A 77-year-old woman choked on food at a restaurant on June 17, 2006. When patrons heard screaming from across the restaurant, Laura Bock, her husband, Greg, and another patron, Karen Cronin, rushed to help. Greg Bock performed the Heimlich maneuver, but was unsuccessful in dislodging the food. The woman collapsed to the floor, and Laura Bock and Cronin began CPR. The woman had no pulse and had turned blue. Laura performed chest compressions while Karen administered rescue breathing and they were able to resuscitate the woman. 

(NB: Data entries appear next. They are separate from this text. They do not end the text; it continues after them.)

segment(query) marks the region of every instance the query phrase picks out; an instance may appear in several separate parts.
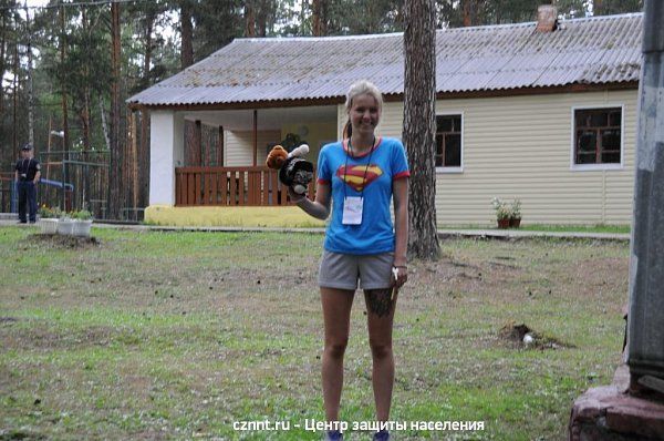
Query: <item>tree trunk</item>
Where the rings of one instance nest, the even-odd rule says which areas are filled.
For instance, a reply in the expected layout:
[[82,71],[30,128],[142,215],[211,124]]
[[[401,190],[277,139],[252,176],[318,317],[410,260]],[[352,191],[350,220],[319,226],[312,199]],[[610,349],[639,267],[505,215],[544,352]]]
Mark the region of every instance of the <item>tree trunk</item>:
[[122,147],[120,130],[120,63],[121,63],[121,35],[120,35],[120,3],[111,3],[111,41],[112,41],[112,72],[111,81],[111,158],[108,170],[108,218],[120,218],[121,185],[122,185]]
[[[4,70],[7,69],[4,65],[4,44],[7,41],[6,38],[7,31],[7,22],[4,19],[4,12],[2,12],[2,31],[0,35],[0,78],[4,78]],[[4,88],[0,84],[0,121],[3,121],[4,113]]]
[[[64,7],[60,8],[60,63],[62,64],[62,78],[64,80],[66,72],[64,71],[64,58],[66,57],[66,31],[64,28],[64,23],[66,21]],[[64,156],[69,160],[69,112],[68,112],[68,91],[64,81],[62,82],[62,150],[64,151]],[[64,209],[64,206],[62,207]]]
[[152,12],[149,12],[145,20],[145,58],[143,59],[143,81],[144,86],[147,88],[151,85],[149,70],[153,52],[152,32],[155,24],[155,16]]
[[245,4],[245,37],[256,37],[256,14],[251,1]]
[[436,8],[435,0],[412,0],[405,7],[403,140],[411,176],[408,253],[436,259]]
[[593,0],[592,1],[592,14],[601,16],[604,11],[604,1],[603,0]]
[[191,24],[191,9],[187,0],[181,2],[180,25],[183,30],[181,68],[187,69],[194,64],[194,25]]
[[32,90],[32,31],[30,11],[25,3],[25,30],[28,31],[28,142],[34,145],[34,94]]
[[111,151],[111,130],[108,129],[108,121],[106,121],[106,110],[104,109],[104,98],[100,95],[100,115],[102,116],[102,131],[104,132],[104,141],[106,143],[106,150]]
[[464,27],[473,25],[473,6],[470,4],[471,0],[463,0],[464,2]]
[[19,43],[14,42],[14,71],[13,71],[13,151],[19,151],[19,140],[18,140],[18,117],[17,117],[17,106],[18,106],[18,96],[19,96]]
[[270,2],[261,1],[259,3],[258,13],[256,13],[256,24],[258,27],[258,37],[268,34],[268,14],[270,12]]
[[313,37],[324,37],[326,34],[325,0],[313,0],[311,33]]
[[146,207],[149,203],[149,111],[141,110],[141,196],[138,204]]

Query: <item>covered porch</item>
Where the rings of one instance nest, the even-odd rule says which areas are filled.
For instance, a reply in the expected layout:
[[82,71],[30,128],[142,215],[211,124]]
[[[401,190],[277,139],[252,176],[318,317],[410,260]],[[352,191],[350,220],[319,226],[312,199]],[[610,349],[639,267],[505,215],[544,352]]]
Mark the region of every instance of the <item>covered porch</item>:
[[[320,148],[338,139],[338,105],[151,112],[149,205],[283,207],[288,188],[264,166],[276,144]],[[314,176],[315,180],[315,176]],[[309,188],[313,197],[314,185]],[[148,207],[149,208],[149,207]]]

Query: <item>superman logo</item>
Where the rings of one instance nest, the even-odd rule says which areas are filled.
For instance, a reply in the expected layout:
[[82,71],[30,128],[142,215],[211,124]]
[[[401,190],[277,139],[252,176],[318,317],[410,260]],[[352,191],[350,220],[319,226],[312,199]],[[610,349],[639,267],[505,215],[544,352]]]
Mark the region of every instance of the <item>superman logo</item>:
[[[366,181],[364,174],[366,173]],[[383,171],[377,165],[342,165],[336,171],[336,177],[351,186],[355,192],[362,192],[364,187],[377,180]]]

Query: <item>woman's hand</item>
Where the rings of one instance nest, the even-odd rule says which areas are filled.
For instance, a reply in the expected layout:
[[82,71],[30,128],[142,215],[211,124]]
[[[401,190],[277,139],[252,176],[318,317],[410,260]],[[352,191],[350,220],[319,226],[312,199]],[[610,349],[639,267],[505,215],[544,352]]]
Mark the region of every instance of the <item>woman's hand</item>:
[[293,187],[288,187],[288,196],[294,204],[299,204],[307,198],[307,194],[298,194],[293,191]]
[[392,267],[392,286],[401,288],[408,280],[408,267],[394,265]]

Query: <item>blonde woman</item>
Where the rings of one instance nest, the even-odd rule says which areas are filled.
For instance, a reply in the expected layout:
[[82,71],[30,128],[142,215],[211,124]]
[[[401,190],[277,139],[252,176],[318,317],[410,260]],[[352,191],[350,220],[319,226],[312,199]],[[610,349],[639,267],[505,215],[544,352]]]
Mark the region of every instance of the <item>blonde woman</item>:
[[[407,280],[408,177],[404,146],[376,136],[383,98],[369,81],[351,85],[345,103],[344,139],[325,145],[319,156],[315,201],[291,197],[304,212],[329,223],[319,271],[325,343],[323,401],[328,421],[339,420],[343,357],[351,307],[357,287],[364,291],[376,420],[390,420],[394,384],[392,328],[397,289]],[[394,223],[390,204],[394,202]],[[339,431],[326,440],[341,440]],[[385,430],[374,440],[388,440]]]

In a news release, Blagojevich and Dr. Eric Whitaker, the director of the Department of Public Health, congratulated the award recipients.

"Emergency workers put their lives on the line everyday and deserve our recognition," Blagojevich said. "That's what these awards are all about - saying thank you to men and women who selflessly respond to help people who need it."

Whitaker added: "Many of the awards stem from selfless acts of courage. These residents or emergency personnel saw someone in need and courageously stepped in to help a fellow citizen avoid serious injury or even death, a true definition of a hero."